Building and communicating effective benefits strategies for Generation X.
This is the second part of our series on engaging and educating the different generations about their benefits. There are four generations in the U.S. labor force, from Baby Boomers to Generation Z. This blog focuses on Generation X, benefits, and engagement strategies.
What do you associate with the term Generation X? For many people, things like Atari, MTV, the Cold War, the World Wide Web, and the Los Angeles riots are among the socio-political trends and innovations that come to mind.
With enrollment season right around the corner, it’s important for employers and benefits administrators to understand each generation of employees. What motivates and influences these groups? What do they want from a benefits package? How can we engage and communicate with these people so they understand and use their benefits? Find out more about benefits strategies for Generation X below.
The Gen X Profile
Born between 1965 and 1980, Gen Xers are sandwiched between the Baby Boomers and the Millennials. Generation X is sometimes thought of as “The Forgotten Generation.” However, they cannot be overlooked. Ranging today in their late 30s to early 50s, Generation X is the second largest employment group in the nation. In fact, they make up one-third (33%) of the entire U.S. labor force.
It was once fashionable to view Generation X as lazy and apathetic, but the “slacker” label no longer applies (if it ever did). They are the first generation to wholeheartedly embrace higher education immediately following high school. Now well established in their careers, the overwhelming majority of Gen X has more than a decade until retirement.
While they can be characterized as loyal, Gen Xers are less
committed to a single employer than Boomers; they are also willing to change
jobs to advance their careers. They want roles in which they have the
opportunity to learn, and are more likely to stay with a career that offers
Gen X is unique among their professional counterparts in that many are caring for older parents while also raising children in the home. Their family demands are very dynamic and they need flexibility.
Socially, Gen Xers bridge the gap between the more traditional preferences of the Boomers and the tech-oriented Generation Y (Millennials). Keep in mind that during the 70s, 80s and early 90s, Gen Xers grew up with television and video games. However, many were in college or in the early stages of their careers when the internet and personal computers really took off. They’re comfortable with both face-to-face communications and less personal interaction like email and texting.
strategies for Generation X
What types of benefits does Generation X want?
Not old, but no longer young, Gen X places
healthcare benefits as their top priority. Many prefer the “traditional”
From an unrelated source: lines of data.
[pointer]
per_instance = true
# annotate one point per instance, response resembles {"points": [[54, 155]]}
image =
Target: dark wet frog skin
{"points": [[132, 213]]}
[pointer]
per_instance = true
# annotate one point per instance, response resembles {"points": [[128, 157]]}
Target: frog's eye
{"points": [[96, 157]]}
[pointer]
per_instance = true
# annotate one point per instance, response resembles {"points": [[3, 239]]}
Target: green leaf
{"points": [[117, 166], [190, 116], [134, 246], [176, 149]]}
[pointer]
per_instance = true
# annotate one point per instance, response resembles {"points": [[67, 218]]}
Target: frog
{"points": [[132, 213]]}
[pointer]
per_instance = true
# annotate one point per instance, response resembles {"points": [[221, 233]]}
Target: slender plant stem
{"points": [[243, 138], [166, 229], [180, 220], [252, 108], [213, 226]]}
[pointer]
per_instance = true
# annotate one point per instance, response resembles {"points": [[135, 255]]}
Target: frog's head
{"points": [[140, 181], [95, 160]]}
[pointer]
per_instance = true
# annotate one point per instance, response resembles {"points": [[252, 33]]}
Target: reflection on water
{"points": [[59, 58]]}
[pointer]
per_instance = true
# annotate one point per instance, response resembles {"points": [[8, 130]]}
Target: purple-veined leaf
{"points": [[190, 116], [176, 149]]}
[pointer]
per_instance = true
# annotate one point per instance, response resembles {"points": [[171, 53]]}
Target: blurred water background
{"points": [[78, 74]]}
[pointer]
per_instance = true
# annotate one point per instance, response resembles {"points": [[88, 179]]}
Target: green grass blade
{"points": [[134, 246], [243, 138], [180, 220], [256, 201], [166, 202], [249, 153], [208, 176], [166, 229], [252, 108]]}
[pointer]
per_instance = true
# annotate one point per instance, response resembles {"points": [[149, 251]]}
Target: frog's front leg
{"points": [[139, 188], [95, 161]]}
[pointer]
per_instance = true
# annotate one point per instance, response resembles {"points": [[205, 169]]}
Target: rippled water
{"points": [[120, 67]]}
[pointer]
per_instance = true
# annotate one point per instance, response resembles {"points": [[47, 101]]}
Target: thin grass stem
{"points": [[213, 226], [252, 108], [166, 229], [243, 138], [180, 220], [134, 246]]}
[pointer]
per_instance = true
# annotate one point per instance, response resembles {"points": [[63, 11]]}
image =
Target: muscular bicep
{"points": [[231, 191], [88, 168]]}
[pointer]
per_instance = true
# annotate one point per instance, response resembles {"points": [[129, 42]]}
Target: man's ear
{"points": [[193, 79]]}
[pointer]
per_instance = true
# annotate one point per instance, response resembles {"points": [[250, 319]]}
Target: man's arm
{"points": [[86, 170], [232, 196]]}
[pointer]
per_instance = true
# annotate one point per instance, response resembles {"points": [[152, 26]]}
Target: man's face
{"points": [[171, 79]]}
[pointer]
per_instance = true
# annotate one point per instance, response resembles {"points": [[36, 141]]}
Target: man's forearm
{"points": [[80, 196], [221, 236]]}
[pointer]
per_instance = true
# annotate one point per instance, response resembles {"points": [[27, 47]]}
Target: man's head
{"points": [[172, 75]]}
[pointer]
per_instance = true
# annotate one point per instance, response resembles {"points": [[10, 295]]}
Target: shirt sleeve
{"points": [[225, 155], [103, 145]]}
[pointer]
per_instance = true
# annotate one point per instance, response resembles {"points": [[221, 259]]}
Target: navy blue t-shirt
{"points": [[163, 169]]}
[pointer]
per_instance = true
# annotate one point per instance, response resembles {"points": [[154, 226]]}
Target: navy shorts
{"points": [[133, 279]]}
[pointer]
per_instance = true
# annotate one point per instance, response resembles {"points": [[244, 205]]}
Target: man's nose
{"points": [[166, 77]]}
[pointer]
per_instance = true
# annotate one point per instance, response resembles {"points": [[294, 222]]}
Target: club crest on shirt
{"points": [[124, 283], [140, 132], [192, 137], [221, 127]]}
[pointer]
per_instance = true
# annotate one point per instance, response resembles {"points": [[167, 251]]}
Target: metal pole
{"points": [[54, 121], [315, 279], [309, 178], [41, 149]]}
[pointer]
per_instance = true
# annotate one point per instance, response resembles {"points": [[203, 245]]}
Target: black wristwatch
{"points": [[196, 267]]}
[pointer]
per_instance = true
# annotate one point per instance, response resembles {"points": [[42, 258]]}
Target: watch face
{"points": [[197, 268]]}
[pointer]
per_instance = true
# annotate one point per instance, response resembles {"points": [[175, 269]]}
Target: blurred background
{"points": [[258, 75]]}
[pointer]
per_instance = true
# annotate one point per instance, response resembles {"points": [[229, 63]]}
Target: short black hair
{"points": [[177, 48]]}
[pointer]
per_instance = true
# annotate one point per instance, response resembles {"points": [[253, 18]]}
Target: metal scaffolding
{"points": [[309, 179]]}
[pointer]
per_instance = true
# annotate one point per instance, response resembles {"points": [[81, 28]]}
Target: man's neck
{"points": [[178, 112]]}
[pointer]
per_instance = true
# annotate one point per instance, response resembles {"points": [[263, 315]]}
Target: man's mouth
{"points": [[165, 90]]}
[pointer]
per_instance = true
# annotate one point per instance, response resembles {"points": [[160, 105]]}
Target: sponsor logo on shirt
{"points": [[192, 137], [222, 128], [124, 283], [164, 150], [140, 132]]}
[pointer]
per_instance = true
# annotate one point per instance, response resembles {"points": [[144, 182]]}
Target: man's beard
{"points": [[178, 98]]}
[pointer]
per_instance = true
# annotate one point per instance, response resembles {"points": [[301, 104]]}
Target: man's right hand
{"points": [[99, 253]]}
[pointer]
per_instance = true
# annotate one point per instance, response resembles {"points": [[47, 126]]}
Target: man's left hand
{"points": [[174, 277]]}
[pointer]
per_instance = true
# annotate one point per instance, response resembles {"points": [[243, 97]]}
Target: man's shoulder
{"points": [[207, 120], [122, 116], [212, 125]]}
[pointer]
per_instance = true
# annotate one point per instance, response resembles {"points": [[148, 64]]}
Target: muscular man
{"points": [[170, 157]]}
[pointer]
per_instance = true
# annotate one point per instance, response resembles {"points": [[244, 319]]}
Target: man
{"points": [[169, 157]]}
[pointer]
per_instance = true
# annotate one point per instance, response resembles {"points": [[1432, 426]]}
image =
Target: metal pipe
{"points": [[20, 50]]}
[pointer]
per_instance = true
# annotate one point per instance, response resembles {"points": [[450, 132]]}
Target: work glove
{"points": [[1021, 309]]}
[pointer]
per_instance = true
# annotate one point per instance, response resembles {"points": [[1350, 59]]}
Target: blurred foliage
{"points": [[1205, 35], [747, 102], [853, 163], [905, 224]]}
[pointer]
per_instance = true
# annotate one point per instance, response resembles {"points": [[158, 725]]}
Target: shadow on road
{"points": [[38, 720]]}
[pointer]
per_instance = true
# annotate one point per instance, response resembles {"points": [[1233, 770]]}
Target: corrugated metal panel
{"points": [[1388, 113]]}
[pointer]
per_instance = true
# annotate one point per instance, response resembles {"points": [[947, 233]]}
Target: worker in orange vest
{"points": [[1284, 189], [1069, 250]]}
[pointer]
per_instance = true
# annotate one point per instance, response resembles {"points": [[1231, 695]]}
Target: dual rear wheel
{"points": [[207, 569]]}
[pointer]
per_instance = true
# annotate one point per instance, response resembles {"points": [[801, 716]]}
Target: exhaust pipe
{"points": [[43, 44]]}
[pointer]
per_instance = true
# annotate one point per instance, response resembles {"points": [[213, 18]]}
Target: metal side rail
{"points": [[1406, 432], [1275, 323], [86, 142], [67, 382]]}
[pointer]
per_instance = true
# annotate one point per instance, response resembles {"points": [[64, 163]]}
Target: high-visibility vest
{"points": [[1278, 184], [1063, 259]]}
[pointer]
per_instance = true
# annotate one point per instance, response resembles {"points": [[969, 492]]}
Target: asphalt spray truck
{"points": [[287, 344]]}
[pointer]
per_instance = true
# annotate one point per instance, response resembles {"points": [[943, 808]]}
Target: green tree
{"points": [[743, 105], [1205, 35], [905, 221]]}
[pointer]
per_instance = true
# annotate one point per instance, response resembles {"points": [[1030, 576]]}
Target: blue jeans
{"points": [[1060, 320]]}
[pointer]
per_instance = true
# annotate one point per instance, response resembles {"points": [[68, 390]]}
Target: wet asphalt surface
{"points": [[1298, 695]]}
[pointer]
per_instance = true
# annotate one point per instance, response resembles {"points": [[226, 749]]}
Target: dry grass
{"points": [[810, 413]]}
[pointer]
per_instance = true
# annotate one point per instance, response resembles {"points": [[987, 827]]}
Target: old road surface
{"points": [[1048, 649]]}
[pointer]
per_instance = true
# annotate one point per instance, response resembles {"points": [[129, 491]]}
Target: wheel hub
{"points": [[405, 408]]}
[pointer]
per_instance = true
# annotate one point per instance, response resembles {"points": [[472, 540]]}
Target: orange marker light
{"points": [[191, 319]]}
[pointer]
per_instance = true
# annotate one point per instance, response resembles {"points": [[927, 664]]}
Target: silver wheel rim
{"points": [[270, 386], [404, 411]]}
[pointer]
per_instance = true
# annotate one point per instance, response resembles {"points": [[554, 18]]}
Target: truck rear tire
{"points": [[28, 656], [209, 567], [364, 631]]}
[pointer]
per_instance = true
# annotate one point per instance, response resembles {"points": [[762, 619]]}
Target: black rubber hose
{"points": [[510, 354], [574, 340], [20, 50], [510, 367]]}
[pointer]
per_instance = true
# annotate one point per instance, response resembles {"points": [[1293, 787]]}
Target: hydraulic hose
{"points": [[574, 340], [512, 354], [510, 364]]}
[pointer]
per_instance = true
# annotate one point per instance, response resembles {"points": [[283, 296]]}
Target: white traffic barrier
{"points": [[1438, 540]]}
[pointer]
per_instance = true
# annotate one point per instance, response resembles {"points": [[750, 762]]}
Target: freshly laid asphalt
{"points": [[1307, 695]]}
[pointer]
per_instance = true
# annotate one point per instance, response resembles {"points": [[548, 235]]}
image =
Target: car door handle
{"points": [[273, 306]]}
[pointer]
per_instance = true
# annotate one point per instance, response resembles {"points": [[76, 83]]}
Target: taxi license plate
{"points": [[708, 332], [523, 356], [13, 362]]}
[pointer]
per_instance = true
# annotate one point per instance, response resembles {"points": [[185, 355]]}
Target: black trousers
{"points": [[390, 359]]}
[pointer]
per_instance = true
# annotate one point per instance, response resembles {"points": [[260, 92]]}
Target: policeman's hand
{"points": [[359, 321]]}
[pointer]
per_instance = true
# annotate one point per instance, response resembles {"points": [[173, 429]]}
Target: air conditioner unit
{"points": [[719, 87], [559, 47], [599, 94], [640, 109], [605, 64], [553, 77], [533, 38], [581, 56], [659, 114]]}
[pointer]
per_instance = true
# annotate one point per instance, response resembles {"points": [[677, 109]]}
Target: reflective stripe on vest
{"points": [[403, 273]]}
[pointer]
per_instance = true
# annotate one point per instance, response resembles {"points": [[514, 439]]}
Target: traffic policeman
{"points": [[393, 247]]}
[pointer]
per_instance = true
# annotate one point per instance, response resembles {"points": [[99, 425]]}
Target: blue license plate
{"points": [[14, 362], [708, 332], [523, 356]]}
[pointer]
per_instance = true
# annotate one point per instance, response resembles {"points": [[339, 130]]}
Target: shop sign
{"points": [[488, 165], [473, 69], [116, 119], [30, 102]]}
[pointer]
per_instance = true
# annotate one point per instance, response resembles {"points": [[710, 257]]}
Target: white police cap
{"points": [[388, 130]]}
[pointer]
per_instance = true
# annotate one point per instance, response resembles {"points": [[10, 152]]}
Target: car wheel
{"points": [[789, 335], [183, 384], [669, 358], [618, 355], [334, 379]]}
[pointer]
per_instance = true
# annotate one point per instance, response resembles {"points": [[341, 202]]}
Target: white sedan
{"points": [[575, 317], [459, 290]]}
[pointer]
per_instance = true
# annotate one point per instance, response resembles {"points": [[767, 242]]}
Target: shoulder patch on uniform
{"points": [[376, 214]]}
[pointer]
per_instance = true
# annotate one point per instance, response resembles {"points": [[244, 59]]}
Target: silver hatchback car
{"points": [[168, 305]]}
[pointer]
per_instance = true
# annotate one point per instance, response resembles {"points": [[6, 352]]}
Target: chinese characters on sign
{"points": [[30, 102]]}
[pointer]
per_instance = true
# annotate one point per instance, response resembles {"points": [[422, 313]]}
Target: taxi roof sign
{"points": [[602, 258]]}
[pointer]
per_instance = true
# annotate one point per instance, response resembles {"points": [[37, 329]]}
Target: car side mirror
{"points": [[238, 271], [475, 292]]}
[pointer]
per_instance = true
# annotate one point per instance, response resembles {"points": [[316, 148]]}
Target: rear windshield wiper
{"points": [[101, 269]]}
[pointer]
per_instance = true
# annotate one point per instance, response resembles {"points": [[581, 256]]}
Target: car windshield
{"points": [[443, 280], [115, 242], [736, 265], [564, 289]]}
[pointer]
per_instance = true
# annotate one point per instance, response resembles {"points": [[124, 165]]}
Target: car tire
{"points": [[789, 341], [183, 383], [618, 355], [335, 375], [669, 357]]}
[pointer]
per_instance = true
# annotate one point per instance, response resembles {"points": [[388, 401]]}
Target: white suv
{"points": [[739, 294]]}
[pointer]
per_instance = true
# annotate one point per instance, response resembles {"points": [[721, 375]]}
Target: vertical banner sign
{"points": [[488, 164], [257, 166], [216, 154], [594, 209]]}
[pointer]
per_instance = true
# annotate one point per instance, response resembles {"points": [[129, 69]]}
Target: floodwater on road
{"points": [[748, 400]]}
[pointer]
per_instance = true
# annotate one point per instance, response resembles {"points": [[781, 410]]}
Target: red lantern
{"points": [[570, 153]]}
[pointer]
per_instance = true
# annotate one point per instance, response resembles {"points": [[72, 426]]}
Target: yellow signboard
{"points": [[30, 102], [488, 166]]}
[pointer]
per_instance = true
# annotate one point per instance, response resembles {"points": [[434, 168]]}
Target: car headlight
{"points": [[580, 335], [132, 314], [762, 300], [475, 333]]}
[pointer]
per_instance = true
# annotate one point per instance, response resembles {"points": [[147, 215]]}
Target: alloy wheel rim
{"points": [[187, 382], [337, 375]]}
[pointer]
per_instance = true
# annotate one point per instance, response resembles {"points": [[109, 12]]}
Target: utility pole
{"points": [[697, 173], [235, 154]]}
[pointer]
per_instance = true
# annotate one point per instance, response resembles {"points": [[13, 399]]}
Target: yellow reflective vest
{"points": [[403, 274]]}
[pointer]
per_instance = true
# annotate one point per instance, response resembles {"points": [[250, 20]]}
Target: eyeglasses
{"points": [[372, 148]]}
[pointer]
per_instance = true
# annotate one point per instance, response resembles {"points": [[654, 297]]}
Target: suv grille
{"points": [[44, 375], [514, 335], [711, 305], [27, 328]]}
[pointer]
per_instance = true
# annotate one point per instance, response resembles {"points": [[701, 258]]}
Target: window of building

benefits such as major medical, dental, vision, and life insurance, with
multiple health plans to choose from. Though retirement is not imminent,
Gen Xers are also focused on financial benefits, such as retirement accounts, tax-advantaged
benefits, and student loan assistance.
To help protect their retirement savings, Generation X is drawn to employer-sponsored healthcare benefits. Tax-advantaged accounts such as Flexible Spending Accounts, Health Reimbursement Arrangements, and Health Savings Accounts (paired with a high deductible health plan) are popular.
With unique family considerations, Gen Xers want workplace flexibility. The opportunity to work remotely or have a flexible schedule can help them attend to various family needs. Financial tools that can help them cover the cost of care while they’re working, such as a Dependent Care FSA, are also desirable.
While Gen Xers are mid-career and should presumably be close to paying off their student loans, their debt is higher than the younger Millennials. The average Gen X student loan balance is $39,584. The high debt is due to several factors: first, Gen X is still paying off their own student loans; add to that, many are assuming the financial burden for sending their children off to college. A Student Loan Assistance Program to help with the financial costs of higher education can be a very attractive benefit incentive.
Engaging Generation X with their benefits
Generation X may be the easiest group to communicate with for
employers. They are comfortable with both traditional printed materials and
modern digital media. Information can be presented in person, through email,
online, or videos.
Generation X is receptive to case studies, situations, and games that emphasize the benefits to the individual (“How can this help me?”).
Don’t forget about Generation X! They are loyal and hardworking, and they are relatively easy to reach. Building a benefits plan that helps with flexibility and financial incentives, and communicating through a variety of mediums, can help deliver more engaged and happier employees.